This humid air having a relative humidity of 100% at a temperature of 48.7 ° C. has a saturated water vapor amount of 78.0 g / m ³ and 60% of the saturated water vapor amount of 130.0 g / m ³ at a temperature of 60 ° C. (≈78. 0 / 130.0), that is, humid air having a relative humidity at a temperature of 60 ° C. of 60%. Then, the humid air having a relative humidity of 100% under the pressure of 1 atm and the temperature of 48.7 ° C. is pressurized to the tire filling internal pressure by a compressor and filled in the tire lumen H.

The reason why humid air with a relative humidity of 100% is used is that the amount of water vapor can be controlled by temperature and dew condensation, so that the absolute humidity of the filling gas 5 can be managed and controlled with high accuracy. A commercially available humidity generator, humidity supply device, etc. are used to directly form humid air with a relative humidity of 60% or higher at a temperature of 60 ° C. under 1 atm, and this is pressurized to the tire filling internal pressure with a compressor. Thus, the tire lumen H can be filled.

  Since such a filling gas 5 contains water vapor at a high concentration, the heat capacity is increased and the heat storage effect is enhanced. Therefore, the running tire temperature can be maintained higher than the conventional tire temperature. As a result, the loss tangent (tan δ) of the entire rubber constituting the tire 3 can be substantially reduced, and the effect of suppressing energy loss as the entire tire is increased. On the other hand, the loss tangent (tan δ) of the tread rubber itself is small, and an increase in the coefficient of friction can be expected as the tire temperature increases. Accordingly, it is possible to improve the rolling resistance performance while maintaining or further improving the grip performance.

In order to improve the rolling resistance performance, the relative humidity of the filling gas at a temperature of 60 ° C. under 1 atm is preferably 70% or more, more preferably 75% or more.

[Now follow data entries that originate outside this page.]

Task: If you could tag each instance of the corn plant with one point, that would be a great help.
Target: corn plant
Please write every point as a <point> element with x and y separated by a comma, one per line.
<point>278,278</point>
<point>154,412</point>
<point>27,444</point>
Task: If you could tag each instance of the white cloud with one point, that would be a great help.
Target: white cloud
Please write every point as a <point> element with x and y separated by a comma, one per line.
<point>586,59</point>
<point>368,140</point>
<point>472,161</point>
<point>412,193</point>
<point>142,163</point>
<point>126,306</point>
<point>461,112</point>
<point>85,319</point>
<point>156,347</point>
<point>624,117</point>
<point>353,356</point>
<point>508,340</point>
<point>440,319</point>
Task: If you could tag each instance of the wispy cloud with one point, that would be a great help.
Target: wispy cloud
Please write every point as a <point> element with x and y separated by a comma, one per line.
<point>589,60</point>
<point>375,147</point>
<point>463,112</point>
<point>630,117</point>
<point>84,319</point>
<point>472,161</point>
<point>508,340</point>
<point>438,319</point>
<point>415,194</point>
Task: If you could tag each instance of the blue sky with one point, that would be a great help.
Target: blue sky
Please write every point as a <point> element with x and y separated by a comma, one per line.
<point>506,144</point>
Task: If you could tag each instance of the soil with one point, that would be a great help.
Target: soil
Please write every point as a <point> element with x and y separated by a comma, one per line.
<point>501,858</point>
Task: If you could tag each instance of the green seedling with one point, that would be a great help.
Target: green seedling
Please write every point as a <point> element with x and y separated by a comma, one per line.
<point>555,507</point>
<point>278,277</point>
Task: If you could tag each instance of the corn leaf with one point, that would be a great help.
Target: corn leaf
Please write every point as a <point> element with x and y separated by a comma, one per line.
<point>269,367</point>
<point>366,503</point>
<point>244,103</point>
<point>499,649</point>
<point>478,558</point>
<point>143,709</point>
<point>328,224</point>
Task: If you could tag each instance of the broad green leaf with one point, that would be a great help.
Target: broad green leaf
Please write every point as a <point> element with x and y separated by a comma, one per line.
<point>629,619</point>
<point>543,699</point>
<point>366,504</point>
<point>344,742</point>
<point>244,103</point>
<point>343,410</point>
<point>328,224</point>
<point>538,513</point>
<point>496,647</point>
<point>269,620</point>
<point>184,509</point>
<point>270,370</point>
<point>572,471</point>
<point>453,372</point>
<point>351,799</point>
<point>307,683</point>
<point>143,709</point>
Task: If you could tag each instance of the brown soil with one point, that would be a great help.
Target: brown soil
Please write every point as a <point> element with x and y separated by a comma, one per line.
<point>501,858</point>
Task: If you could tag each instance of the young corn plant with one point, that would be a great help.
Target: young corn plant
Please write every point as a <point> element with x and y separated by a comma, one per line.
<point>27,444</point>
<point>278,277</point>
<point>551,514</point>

The upper limit of relative humidity is 100%.

Further, in this example, as the filling gas 5, a case where water vapor is contained in air, that is, a gas component other than water vapor is air (about 20% oxygen and about 80% nitrogen by mass ratio) is exemplified. However, it is also preferable that the gas component other than the water vapor is nitrogen gas (nitrogen 100% by mass ratio).
This is because the deterioration of the member can be suppressed by using an inert gas such as nitrogen or helium having low reactivity.

  In addition, since the assembly 1 can maintain the gripping property as described above, when it is mounted on the motorcycle 10 as shown in FIG. 2, the occurrence of a fall due to the deterioration of the gripping property is suppressed. The function and effect of the assembly 1 can be exhibited most effectively.

  As mentioned above, although especially preferable embodiment of this invention was explained in full detail, this invention is not limited to embodiment of illustration, It can deform | transform and implement in a various aspect.

  In order to confirm the effect of the present invention, a motorcycle tire (tire size 120 / 70ZR17) is assembled to a rim (MT3.50 × 17) as a rim (MT3.50 × 17), a front wheel tire and rim assembly, and a tire (tire size 180). / 55ZR17) was assembled to a rim (MT5.50 × 17) as a rear wheel tire and rim assembly mounted on a domestic motorcycle (1300 cc) and tested for vehicle stability and grip. In addition, a drum test was also conducted on the rolling resistance performance of the rear wheel tire.

In the above test, the filled gas having the specifications shown in Table 1 was used only for the assembly for the rear wheel, and the air for the front wheel assembly (relative at a temperature of 60 ° C. under 1 atm.) As in the conventional example. Humidity 24.2%) is used. The filling internal pressure is 250 kpa for the front wheel assembly and 290 kpa for the rear wheel assembly.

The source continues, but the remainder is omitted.